‘Perfection is not a destination; it is a continuous journey that never ends’ – Brian Tracy
“In a dynamic business environment, which demands fast and frequent delivery of software, it is difficult to test for every possible use-case scenario in pre-production. Testing is great for detecting and fixing defects that we expect to occur, whereas, the defects that we uncover in production are often complete surprises.
Recently, British Airways was forced to cancel 100s of flights, as a catastrophic IT systems failure caused severe disruption to its operations. Heathrow airport, the hub of British air operations and one of the busiest airports in the world, witnessed unprecedented chaos and caused severe inconvenience to tens of thousands of travelers on a busy holiday weekend, as the airline couldn’t restart its flight operations for nearly three days. This disaster not only caused significant financial losses, but also severely dented the image of British airways. This is precisely the kind of nightmarish scenario and IT disaster that every business wants to prevent.
Digital enterprises, connected landscape, and demand for 100% uptime
As a perfect storm of emerging technologies and disruptive business paradigms such as Industry 4.0 are accelerating the pace of digital transformation, businesses across virtually every major domain are rapidly reinventing themselves as digital enterprises. Perhaps the greatest impact of this transformation is reflected in the demand for continuous upkeep of software and systems to support an always on or on-demand environment in a connected landscape. In operational terms this has a huge impact, as businesses must reorient their technology operations and QA processes to support 100% uptime.
Changing facets of Software Quality Assurance (QA)
As software development evolved into an iterative process, software QA has also kept pace and developed into an integrated and continuous process to support rapid, and incremental delivery. Thanks to the phenomenal growth in connected products, devices, and multiplicity of browsers, the complexity of the software applications has also increased exponentially, giving rise to the need for comprehensive testing and quality assurance covering all functional and non-functional(usability, reliability, performance and security) aspects. As the industry is rapidly moving towards cloud-based SaaS deployments, test automation, regression testing, and Devops have not only become the norm, but are viewed as indispensable part of QA to ensure the upkeep of always on systems.

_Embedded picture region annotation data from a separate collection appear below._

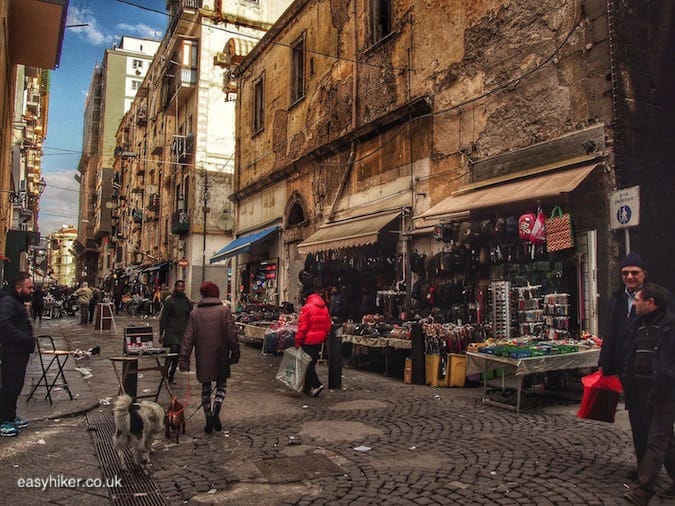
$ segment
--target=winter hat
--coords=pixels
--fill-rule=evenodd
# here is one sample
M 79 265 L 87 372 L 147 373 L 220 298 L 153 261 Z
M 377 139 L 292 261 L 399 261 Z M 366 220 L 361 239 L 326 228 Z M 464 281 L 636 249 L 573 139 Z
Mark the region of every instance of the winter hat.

Critical deployments and nightmare of IT disasters
Even with a well-established pre-production QA process, in a fast-paced environment with unknown/dynamic variables, there is always a chance that the system could behave in an unanticipated manner, and result in an IT disaster in the production environment. As no business wishes to risk a catastrophic software failure, and especially in critical deployments which demand 100% SLAs, they try to test the system behavior under severe load or stress, but very often find it a major challenge to recreate the production environment.

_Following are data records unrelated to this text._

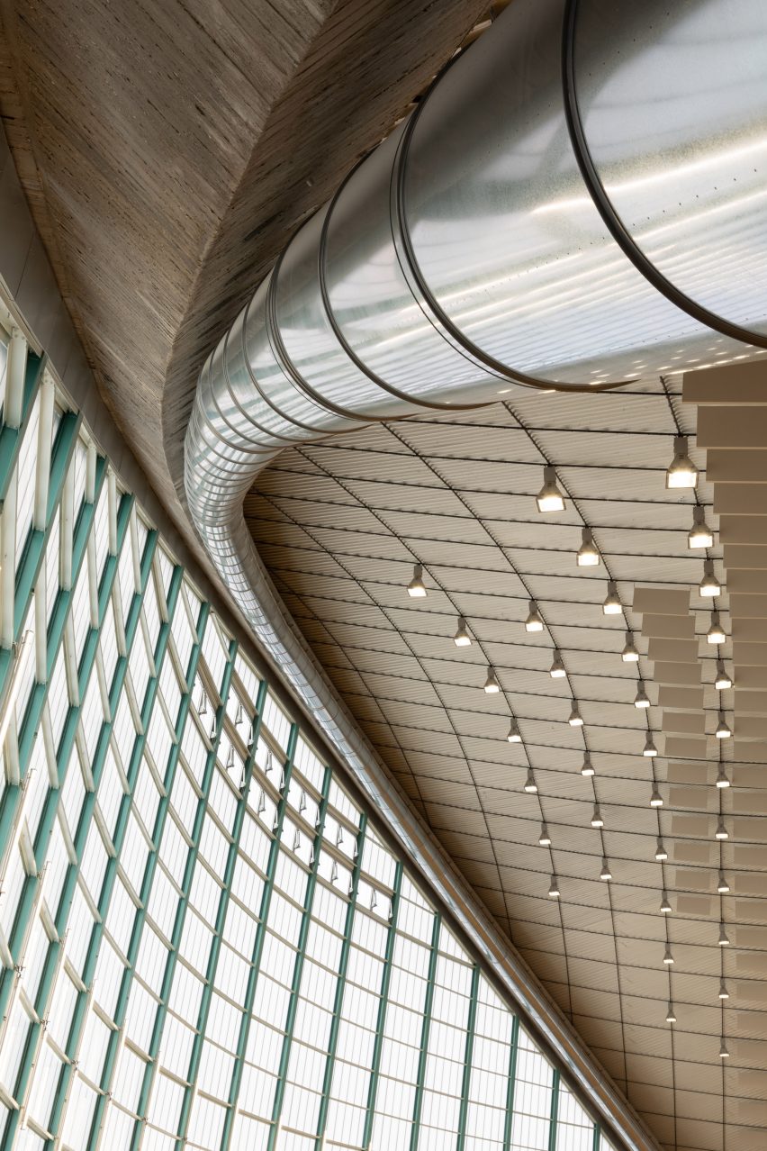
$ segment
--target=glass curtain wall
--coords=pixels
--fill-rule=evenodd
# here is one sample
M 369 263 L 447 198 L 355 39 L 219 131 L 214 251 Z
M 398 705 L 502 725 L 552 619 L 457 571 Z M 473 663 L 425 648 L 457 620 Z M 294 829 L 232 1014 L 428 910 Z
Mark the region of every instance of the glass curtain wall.
M 0 1146 L 607 1151 L 0 337 Z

Testing in Production (TiP)
The emerging QA practice of Testing in Production(TiP) is a logical extension of software QA, and can be an invaluable tool to ensure that the software/system performs as expected, and prevent IT disasters from happening. TiP is not a futuristic myth, but a practice that is already being used successfully by digital pioneers like Amazon, Facebook, and Google. If traditional QA is all about testing the software in pre-production, i.e. prior to release, TiP is about a set of QA methodologies for monitoring the software and system performance in live environment, with real users and production data. The key advantages of TiP are:
- Testing with production data
- Validating the business logic and customer experience in a live environment
- Testing, not simulating, disaster recovery
It is important to note that TiP is not the last step in the software QA process, but should be viewed as a first step towards deployment.
Different types of TiP
Some of the popular methodologies used for TiP are briefly described below:
Canary Testing , also known as Canary deployment, it is a technique to test a new software with a small subset of live users in production environment. If the system performance and results are as per expectations, the software is released for all the users. If not, fixes are rolled in before the feature is rolled out to wider audience.
Facebook’s release process is a great example of successful usage of canary deployments. As many of you are aware, Facebook does multiple releases in a day. Facebook uses a testing strategy with multiple canaries, the first one being visible only to their internal employees and having all the feature toggles turned on so that they can detect problems with new features early.
Canary testing is an effective strategy for incremental rollout and validation of customer experience and business logic in a live environment.
Blue-Green Deployment is a technique in which you create two live environments, as identical as possible. If let’s say the current version is live in Blue, then the new version is released to the Green environment. If the software and system performance are stable and as per expectations, the traffic is routed to the Green environment and the Blue environment is made idle. Conceptually, this is like canary deployment (except the fact that you are not testing with live users), and it also facilitates a rapid rollback from the new to old version.
A/B Split Testing is a popular mode of experimental testing in which two versions of a web page or an app, are deployed and their performance evaluated. The version that performs betteris taken forward and the other is discarded. This is an effective technique to test variants of user experience, website design, and even product descriptions and headlines. Successful retailers such as Amazon use A/B testing widely to improve the UX and conversion rate of their services. Some businesses also use multi-variate testing, which is an advanced form of A/B testing, the key difference being variation in multiple elements between the versions to see which combination performs better.
Synthetic User Testing, also known as synthetic monitoring is a sophisticated performance/application monitoring technique that enables testing the user experience with simulated users. This enables testing different attributes, measure their performance without real or live users. This is a popular strategy for testing new features and services before real users come in.
Real User Monitoring (RUM), also known as passive monitoring is a technique used to record the actual user experience/activityin real-time with the help of a non-obtrusive monitoring tool. The data collected is analyzed to determineperformance of the website, application, or online service, identify potential areas for improvement as well as bottlenecks. In contrast to synthetic monitoring (which is executed with scripts and simulated users), real user monitoring is unscripted and is done on real users. A combination of synthetic and real user monitoring can be quite effective in providing a complete view of the system, application performance, and user experience.
Fault Injection and Recovery testing are techniques that introduce a fault or failure into the production environment to test the system performance, error handling capability, and recovery process. These are often used in combination with stress testing to test robustness and effectiveness of the designed disaster recovery process.
In my experience, even businesses with sophisticated software assurance capabilities tend to overlook the need for Testing in Production. Successful digital unicorns like Facebook, Amazon, and Google have demonstrated the effectiveness of TiP in continuous upkeep of defect-free software. Any digital enterprise that aims to deliver top-notch customer experience and would like to avoid the nightmare of IT disasters, must make TiP an integral part of their quality assurance.